Özellikle yabancı bilim adamlarının bulgularından sonra başlatılan bu tip kazıların ilk ve en önemli olanı Bafra'daki İkiztepe kazılarıdır.
Buna ilaveten Vezirköprü ilçesinin Oymaağaç köyünde de 2005 yılında bir kazı başlatıldı.
Yazıtlarda adı sıkça geçen, Hititlerin kutsal olarak kabul ettiği tarihsel yerleşme Nerik olduğu sanılan alanda 2005 yılından bu yana sürdürülen kazılarda birçok bulguya rastlandığı açıklanıyor. Vezirköprü'deki kazılar Uşak Üniversitesi Fen Edebiyat Fakültesi Arkeoloji Bölümü Başkanı Prof. Dr. Rainer Maria Czichon'un başkanlığında 9 yıldır sürdürülüyor.
EFSANELER NE DİYOR?
Uzmanlara göre, eski Hitit Döneminde yazılan Hitit kanunlarına göre sadece dört şehrin; yani Hattuşa, Nerik, Arinna ve Ziplanda’nın vergi ödemesi gerekmiyormuş. Böyle bir imtiyaz Nerik’in önemini öne çıkarmaya yetiyormuş. Hem İlluyanka efsanesi hem de Purulliyaş şenliği, Hititlerin en önemli şenliklerindenmiş ve Nerik’te yapılırmış.

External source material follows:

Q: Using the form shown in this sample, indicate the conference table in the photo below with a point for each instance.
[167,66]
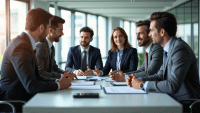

MÖ 15. / 14. yüzyıllarda Kaşkaların Hititlere ait olan kuzey bölgeleri almalarına rağmen, Hititler, kendi inanışlarına devam etmişlerdir. Kaşkaların kim olduğu ve nerede yaşadığı hala bilinmemekle birlikte, yerleşme bölgelerinin Ordu, Amasya, Merzifon, Sinop arasında olduğu düşünülmektedir.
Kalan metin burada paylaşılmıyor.